4. Cayetano, sintiendo el peso de esta dificultad, comienza diciendo: «Aunque los Doctores digan comúnmente que la inevitabilidad de que algo suceda, se sigue de que Dios lo haya provisto, querido o predestinado... »; según Cayetano, estas tres cosas serían lo mismo en la cuestión que estamos tratando; sin embargo, preocupado porque cree oponerse al parecer común de los Doctores, Cayetano afirma sospechar que «de la misma manera que el hecho de que algo sea provisto no implica una contingencia, ni una necesidad, en el acontecimiento provisto, porque, como Dios es causa que supera a todas las causas ─tanto a las contingentes, como a las necesarias, y tanto a las que lo son de por sí, como a las que lo son de manera accidental─, por lo que precontiene en sí en forma eminente a las causas necesarias y a las contingentes, es a Él a quien corresponde producir como efectos elegidos no sólo las cosas, sino también todos los modos de las cosas y de los acontecimientos, así también, del hecho de que Dios haya provisto un acontecimiento se sigue algo más elevado que ser evitable o inevitable, de tal manera que no es necesario que de la provisión pasiva de un acontecimiento se siga ninguna de las dos cosas, sino algo más elevado que éstas, porque Dios provee las cosas y los acontecimientos de un modo más elevado y excelente del que en esta vida nosotros podemos pensar y entender». Así, según dice Cayetano, el entendimiento descansa, pero no en la evidencia de una verdad contemplada en particular, sino en la altura inaccesible de una verdad oculta.
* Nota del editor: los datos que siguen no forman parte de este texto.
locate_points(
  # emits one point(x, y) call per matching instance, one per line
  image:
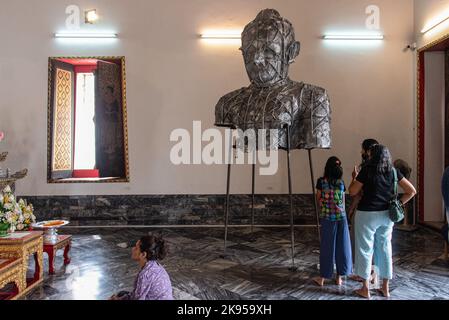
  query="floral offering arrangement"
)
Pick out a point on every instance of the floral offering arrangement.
point(18, 215)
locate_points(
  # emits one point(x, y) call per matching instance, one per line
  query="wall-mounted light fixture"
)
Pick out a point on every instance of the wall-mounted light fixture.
point(353, 37)
point(221, 34)
point(91, 16)
point(434, 24)
point(86, 35)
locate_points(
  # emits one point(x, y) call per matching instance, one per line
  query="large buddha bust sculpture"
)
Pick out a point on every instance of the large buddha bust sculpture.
point(273, 101)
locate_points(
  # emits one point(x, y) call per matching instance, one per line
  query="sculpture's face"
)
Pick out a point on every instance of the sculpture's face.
point(264, 55)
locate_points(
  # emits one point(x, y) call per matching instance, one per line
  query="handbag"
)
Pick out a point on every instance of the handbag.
point(396, 209)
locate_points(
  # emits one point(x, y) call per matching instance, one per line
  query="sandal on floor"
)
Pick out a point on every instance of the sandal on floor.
point(356, 278)
point(380, 291)
point(357, 292)
point(318, 282)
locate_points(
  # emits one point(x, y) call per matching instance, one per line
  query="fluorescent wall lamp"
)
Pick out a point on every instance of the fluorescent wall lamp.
point(86, 35)
point(354, 37)
point(225, 34)
point(220, 36)
point(91, 16)
point(434, 25)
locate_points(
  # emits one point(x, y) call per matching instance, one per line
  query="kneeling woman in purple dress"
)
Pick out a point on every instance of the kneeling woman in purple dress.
point(153, 282)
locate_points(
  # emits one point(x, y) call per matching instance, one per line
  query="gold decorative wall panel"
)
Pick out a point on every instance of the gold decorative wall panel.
point(62, 139)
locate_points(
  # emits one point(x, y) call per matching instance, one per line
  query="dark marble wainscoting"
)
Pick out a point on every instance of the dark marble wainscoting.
point(255, 268)
point(172, 209)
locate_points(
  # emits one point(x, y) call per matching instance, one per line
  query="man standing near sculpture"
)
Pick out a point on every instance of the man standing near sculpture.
point(299, 111)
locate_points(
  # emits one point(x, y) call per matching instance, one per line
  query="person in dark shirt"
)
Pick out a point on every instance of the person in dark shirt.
point(367, 144)
point(373, 227)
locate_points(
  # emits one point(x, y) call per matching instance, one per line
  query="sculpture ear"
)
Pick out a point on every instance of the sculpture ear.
point(293, 51)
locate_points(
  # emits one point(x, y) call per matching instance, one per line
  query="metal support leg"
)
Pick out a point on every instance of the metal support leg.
point(228, 183)
point(253, 196)
point(315, 204)
point(228, 186)
point(290, 192)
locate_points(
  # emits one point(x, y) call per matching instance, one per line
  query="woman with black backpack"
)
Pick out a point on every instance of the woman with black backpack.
point(373, 226)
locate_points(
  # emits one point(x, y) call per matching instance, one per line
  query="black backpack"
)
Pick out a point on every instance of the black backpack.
point(445, 232)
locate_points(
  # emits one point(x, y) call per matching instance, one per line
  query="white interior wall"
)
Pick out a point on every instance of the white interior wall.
point(174, 78)
point(434, 104)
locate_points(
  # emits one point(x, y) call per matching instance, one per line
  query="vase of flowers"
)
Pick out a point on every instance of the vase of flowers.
point(4, 229)
point(17, 215)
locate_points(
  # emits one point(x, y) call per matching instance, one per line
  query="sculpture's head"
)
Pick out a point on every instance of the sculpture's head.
point(269, 47)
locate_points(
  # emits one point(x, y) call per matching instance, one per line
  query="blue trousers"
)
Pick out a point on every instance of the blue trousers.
point(373, 231)
point(335, 248)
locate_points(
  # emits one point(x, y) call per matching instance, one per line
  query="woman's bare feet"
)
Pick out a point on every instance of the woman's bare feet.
point(373, 277)
point(364, 291)
point(385, 290)
point(319, 281)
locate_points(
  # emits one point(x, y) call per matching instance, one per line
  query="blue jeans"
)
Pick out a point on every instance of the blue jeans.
point(373, 231)
point(335, 248)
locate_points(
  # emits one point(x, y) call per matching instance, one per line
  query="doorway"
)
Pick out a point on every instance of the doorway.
point(433, 130)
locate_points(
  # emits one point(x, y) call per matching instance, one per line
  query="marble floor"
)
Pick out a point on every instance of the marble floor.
point(256, 267)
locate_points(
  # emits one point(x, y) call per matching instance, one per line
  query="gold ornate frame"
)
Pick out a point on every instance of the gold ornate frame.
point(420, 125)
point(125, 120)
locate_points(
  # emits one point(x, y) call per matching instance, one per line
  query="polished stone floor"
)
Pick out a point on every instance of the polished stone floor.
point(256, 267)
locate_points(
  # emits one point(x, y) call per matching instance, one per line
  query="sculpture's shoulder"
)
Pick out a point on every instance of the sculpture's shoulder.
point(310, 89)
point(228, 106)
point(232, 96)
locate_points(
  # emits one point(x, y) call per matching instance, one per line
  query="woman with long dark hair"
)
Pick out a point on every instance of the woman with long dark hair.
point(335, 247)
point(373, 227)
point(153, 282)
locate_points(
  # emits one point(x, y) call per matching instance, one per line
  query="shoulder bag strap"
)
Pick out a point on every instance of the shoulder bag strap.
point(395, 183)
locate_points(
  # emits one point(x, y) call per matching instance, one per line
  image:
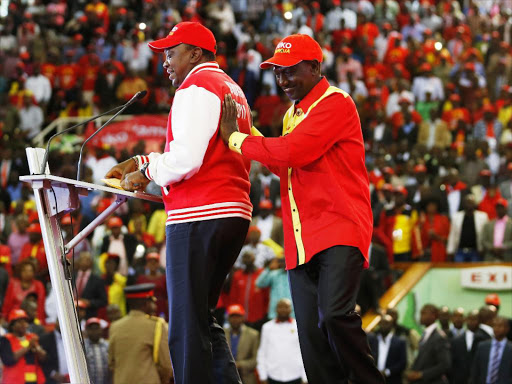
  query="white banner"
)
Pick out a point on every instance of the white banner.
point(497, 278)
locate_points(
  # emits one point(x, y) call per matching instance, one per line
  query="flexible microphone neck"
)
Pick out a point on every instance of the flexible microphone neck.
point(47, 151)
point(139, 95)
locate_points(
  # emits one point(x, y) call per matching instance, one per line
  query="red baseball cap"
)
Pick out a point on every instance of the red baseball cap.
point(34, 228)
point(236, 309)
point(502, 201)
point(5, 254)
point(17, 314)
point(188, 32)
point(292, 50)
point(492, 299)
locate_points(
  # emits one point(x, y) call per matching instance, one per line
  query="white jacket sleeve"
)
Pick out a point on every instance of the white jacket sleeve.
point(195, 118)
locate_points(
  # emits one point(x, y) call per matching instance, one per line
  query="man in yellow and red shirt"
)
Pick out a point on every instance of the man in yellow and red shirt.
point(327, 216)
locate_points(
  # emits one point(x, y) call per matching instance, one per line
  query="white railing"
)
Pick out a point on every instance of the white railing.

5. Así pues, Cayetano sostiene dos cosas. Primera: La siguiente consecuencia no es correcta: Dios ha provisto que esto suceda; por tanto, esto sucederá inevitablemente. Segunda: No conoce la causa por la que hay que suponer algo más elevado que la simple evitabilidad o inevitabilidad de un efecto; por ello, esto debe incluirse en el número de todas las cosas que no pueden entenderse en esta vida a causa de algo que permanece oculto en ellas, por cuya ignorancia en esta vida no puede comprenderse la coherencia de la libertad de arbitrio y la evitabilidad de los efectos que dependen de él con la providencia y predestinación divinas. Según Cayetano, basta con admitir que no tenemos conocimiento de esto y que sólo por fe mantenemos con certeza la coherencia entre las dos cosas, del mismo modo que declaramos ingenuamente que carecemos de evidencia sobre el misterio de la Trinidad y, sin embargo, queremos enseñar como evidente lo que no lo es. Pues está escrito (Eclesiástico, III, 22): «Lo que está sobre ti no lo busques». En efecto, te han sido reveladas muchas cosas que sobrepasan el entendimiento de los hombres; con razón dijo Gregorio que sabe menos de Dios quien sólo cree de Él aquello que puede medir con su ingenio.
6. En nuestros comentarios a este artículo de Santo Tomás, debemos señalar varias cosas, a partir de las cuales será evidente a todas luces, por una parte, la coherencia de la libertad de nuestro arbitrio y la evitabilidad de los efectos que dependen de él con la providencia divina y, por otra parte, en qué se equivoca Cayetano y en qué se engañan otros muchos que, apoyándose en la doctrina de Cayetano para conciliar la libertad de nuestro arbitrio y la evitabilidad de los efectos que dependen de él con la providencia divina, sufren sobremanera y se atascan ─por no decir que yerran─ de tal modo que no alcanzan el objeto, tal como lo pide la propia materia.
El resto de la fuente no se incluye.